Kingman is a city in and the county seat of Mohave County, Arizona, United States. According to 2006 Census Bureau estimates, the population of the city is 27,271. The nearby communities of Golden Valley and Butler bring the Kingman area's total population to around 40,000. The city is a flag stop for twice daily Amtrak service (once eastbound and once westbound).

Lt. Edward Fitzgerald Beale, a Naval officer in the service of the U.S. Army Topographical Corps, was ordered by the War Department to build a government-funded wagon road across the 35th Parallel. His secondary orders were to test the feasibility of the use of camels as pack animals in the southwestern desert. Beale traveled through the present day Kingman in 1857 surveying the road and in 1859 to build the road.
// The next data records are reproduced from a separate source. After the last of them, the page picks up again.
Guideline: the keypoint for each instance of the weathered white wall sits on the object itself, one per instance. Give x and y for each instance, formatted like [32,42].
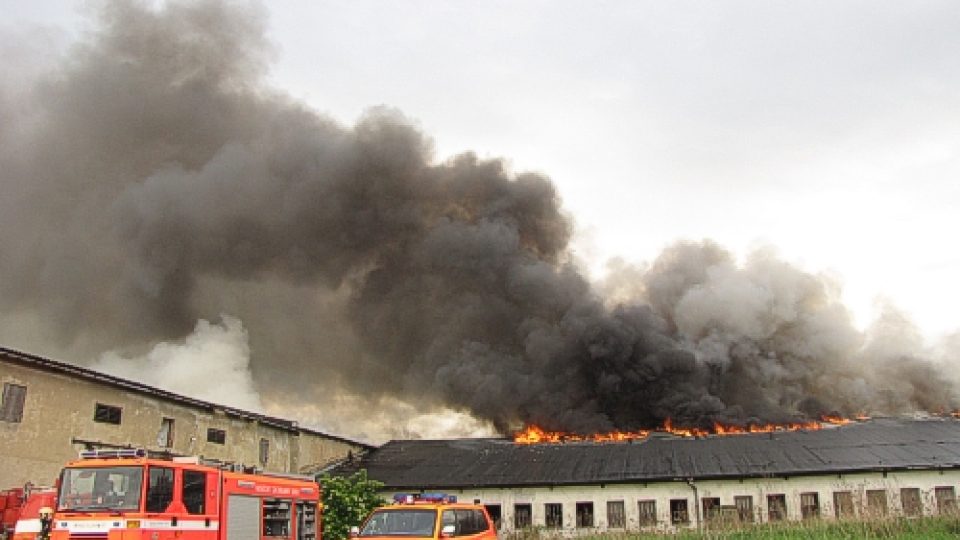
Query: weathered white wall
[726,490]
[60,408]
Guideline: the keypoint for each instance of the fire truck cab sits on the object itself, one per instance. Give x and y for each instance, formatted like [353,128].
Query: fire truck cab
[125,495]
[428,516]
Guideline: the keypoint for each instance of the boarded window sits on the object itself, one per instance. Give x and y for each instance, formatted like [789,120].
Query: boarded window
[159,489]
[264,451]
[616,517]
[165,435]
[494,511]
[776,507]
[910,500]
[107,414]
[946,499]
[467,521]
[11,408]
[522,516]
[553,513]
[194,491]
[744,504]
[585,514]
[810,505]
[679,513]
[877,502]
[843,504]
[648,512]
[216,436]
[711,508]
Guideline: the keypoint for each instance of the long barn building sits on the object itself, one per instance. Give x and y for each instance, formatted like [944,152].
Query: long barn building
[51,410]
[877,467]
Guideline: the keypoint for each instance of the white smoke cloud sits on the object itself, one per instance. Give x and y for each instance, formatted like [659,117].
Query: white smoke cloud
[212,364]
[379,419]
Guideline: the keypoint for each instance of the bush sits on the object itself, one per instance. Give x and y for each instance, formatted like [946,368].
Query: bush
[346,501]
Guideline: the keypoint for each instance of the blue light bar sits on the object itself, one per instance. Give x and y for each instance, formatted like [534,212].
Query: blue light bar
[438,497]
[113,454]
[411,498]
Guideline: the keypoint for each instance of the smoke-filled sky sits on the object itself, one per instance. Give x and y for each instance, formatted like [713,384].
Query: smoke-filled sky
[394,219]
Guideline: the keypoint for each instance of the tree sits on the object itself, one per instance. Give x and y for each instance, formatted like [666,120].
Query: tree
[346,501]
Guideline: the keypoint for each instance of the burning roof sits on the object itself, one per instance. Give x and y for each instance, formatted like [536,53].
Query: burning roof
[884,444]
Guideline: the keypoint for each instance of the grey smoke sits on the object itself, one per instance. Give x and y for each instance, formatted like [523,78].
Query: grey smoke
[152,180]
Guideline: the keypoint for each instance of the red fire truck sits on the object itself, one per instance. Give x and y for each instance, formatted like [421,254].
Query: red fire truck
[125,495]
[20,510]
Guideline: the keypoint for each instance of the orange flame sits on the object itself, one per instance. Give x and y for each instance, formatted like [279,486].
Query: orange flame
[535,435]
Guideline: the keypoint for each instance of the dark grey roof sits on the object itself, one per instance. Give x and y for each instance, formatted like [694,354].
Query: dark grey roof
[46,364]
[879,444]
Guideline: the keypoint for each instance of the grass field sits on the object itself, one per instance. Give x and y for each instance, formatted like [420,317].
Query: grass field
[920,528]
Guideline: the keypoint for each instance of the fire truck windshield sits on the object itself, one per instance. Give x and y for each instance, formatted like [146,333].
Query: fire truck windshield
[100,488]
[401,522]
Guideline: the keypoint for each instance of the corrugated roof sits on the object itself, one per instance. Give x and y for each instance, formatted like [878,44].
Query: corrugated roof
[879,444]
[46,364]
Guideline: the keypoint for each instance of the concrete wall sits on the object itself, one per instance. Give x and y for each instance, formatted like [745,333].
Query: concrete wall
[725,490]
[59,410]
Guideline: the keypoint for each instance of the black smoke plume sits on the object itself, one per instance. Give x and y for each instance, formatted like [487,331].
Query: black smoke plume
[151,179]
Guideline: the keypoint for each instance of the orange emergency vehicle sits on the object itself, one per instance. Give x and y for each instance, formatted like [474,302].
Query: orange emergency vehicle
[35,514]
[427,516]
[125,495]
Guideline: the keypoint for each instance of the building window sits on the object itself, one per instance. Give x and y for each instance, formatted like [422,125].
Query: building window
[522,516]
[107,414]
[584,514]
[159,489]
[616,516]
[554,515]
[711,508]
[648,512]
[946,499]
[11,408]
[194,488]
[877,502]
[465,522]
[910,500]
[744,504]
[810,505]
[495,514]
[843,504]
[165,435]
[264,451]
[776,507]
[679,514]
[216,436]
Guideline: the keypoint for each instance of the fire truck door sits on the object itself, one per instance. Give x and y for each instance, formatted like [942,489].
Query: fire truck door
[243,518]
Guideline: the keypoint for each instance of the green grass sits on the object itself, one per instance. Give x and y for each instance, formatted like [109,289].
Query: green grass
[920,528]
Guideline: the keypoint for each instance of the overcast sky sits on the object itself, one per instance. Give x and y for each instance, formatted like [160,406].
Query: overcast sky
[829,130]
The road became part of U.S. Route 66 and Interstate 40.

Kingman, Arizona, was founded in 1882. Situated in the scenic Hualapai Valley between the Cerbat and Hualapai mountain ranges, it is known for its very modest beginnings as a simple railroad siding near Beale’s Springs in the Middleton Section along the newly-constructed route of the Atlantic and Pacific Railroad. The city of Kingman was named after Lewis Kingman who surveyed along the Atlantic and Pacific right of way between Needles and Albuquerque. Lewis Kingman supervised the building of the railroad from Winslow to Beale's Springs, which is near the present location of the city of Kingman.

On July 5, 1973, Kingman was the site of a catastrophic BLEVE (Boiling Liquid Expanding Vapor Explosion) which killed 11 firefighters. The explosion occurred following a fire that broke out as propane was being transferred from a railroad car to a storage tank. This explosion has become a classic incident studied in fire department training programs worldwide.

The Arizona State Archives in Phoenix, has 24 cubic feet of original material including civil case material and photographs relating to the "Kingman Explosion."